Para que uma proposição pertença
a uma disciplina, é necessário que ela atenda certas exigências, para
certificar se é verdadeira. A disciplina limita o discurso, devido à suas
exigências, que se relacionam a determinada época. Igualmente, na contemporaneidade,
um indivíduo pode proferir a verdade, mas não estar contextualizado no que é
considerado verdadeiro, no discurso de sua época. Assim sendo, a disciplina
conjura o acaso da aparição do discurso.
O terceiro grupo de controle do
discurso, estabelecido por Foucault, é a restrição, que determina as condições
de funcionamento, impondo regras aos indivíduos que pronunciam, restringindo
seu acesso a partir de certas exigências que qualificam o sujeito a fazê-lo ou
não.
Troca e comunicação são formas
restritivas, na medida em que o ritual qualifica e define o que devem possuir
os pronunciantes; definindo os gestos, comportamentos e circunstâncias, entre
outros signos que fazem parte de um discurso, garantindo a eficácia das
palavras e os efeitos sobre aqueles aos quais se dirigem as demarcações de seu
denodo de coerção.
Outra forma de restrição é o
segredo que está presente na ordem do discurso verossímil, assim como na ordem
do discurso publicado e isento de qualquer ritual; a estes chamamos sociedades
de discurso, pois de certa maneira o produzem conservando-o em um espaço
restrito. Podemos citar como arquétipo desta sociedade exclusivista, o segredo
técnico ou científico, e as formas de difusão e de circulação do discurso
médico.
As doutrinas religiosas,
políticas e filosóficas, representam uma terceira forma de ressalva. Contudo,
ao revés da sociedade de discurso, o conjunto de princípios de uma doutrina são
divulgados e partilhados por diversos indivíduos. O que a torna excludente é o
fato dela inquirir o sujeito que fala, através e a partir do enunciado. Quando
o que é transmitido não corresponde ao grupo de verdades da doutrina, o
indivíduo é incriminado de heresia, sendo excluído da classe a qual pertence.

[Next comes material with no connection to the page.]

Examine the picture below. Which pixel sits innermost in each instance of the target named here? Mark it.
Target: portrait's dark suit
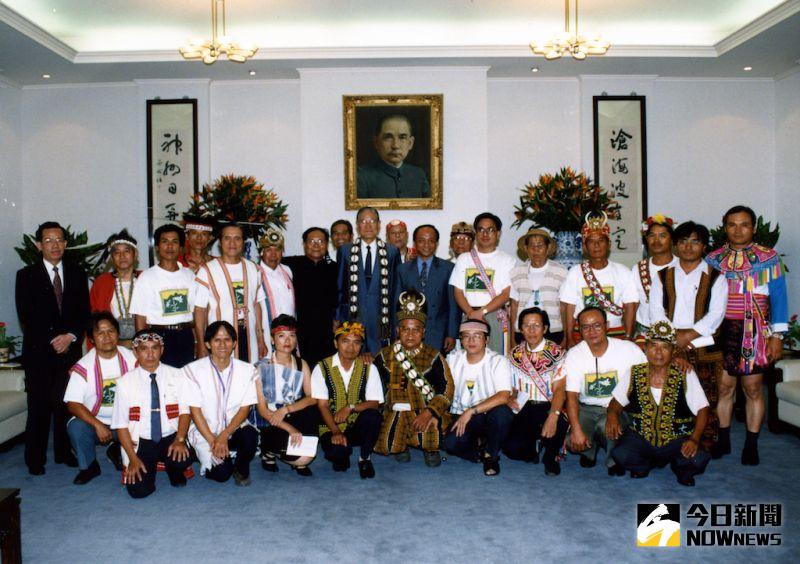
(369, 297)
(443, 312)
(45, 371)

A educação representa outra forma
de apropriação social do discurso. Mesmo sendo um direito, ao qual
teoricamente, todo indivíduo tem acesso, esta se torna restrita em sua
distribuição; no que impede as linhas que estão marcadas pela distância,
oposições e lutas sociais; esta é uma maneira política de manter e modificar as
apropriações do discurso, através dos saberes e poderes que trazem consigo.
Considerando os pontos abordados
por Foucault em A Ordem do Discurso, percebe-se a importância de uma leitura
mais consciente e reflexiva do mesmo, principalmente para os educadores, que de
certa forma, estão autorizados a falar.
Sabendo-se analisar as relações
de poder-saber veiculadas na sociedade, é possível identificar as
características e práticas particulares que têm efeitos perigosos, dominadores
ou negativos.
Ter um olhar original para as
engrenagens das instituições educacionais, argüir a verdade dos discursos -
inclusive os próprios – pode abrir possibilidades de transformação na prática
educativa. Rematando e retomando o início do discurso, Foucault diz: “... É
preciso continuar, é preciso pronunciar palavras enquanto as há, é preciso
dizê-las até que elas me encontrem, até que elas me digam – estranho castigo,
estranha falta, é preciso continuar, talvez já tenha acontecido, talvez já
tenham dito talvez me tenham levado ao limiar de minha história, diante da
porta que se abre sobre minha história, eu me surpreenderia se ela se abrisse.
*Mariah de Olivieri
Filósofa, Mestre em Filosofia, Artista
Plástica, Especialista em Filosofia Clínica na Casa da Filosofia Clínica.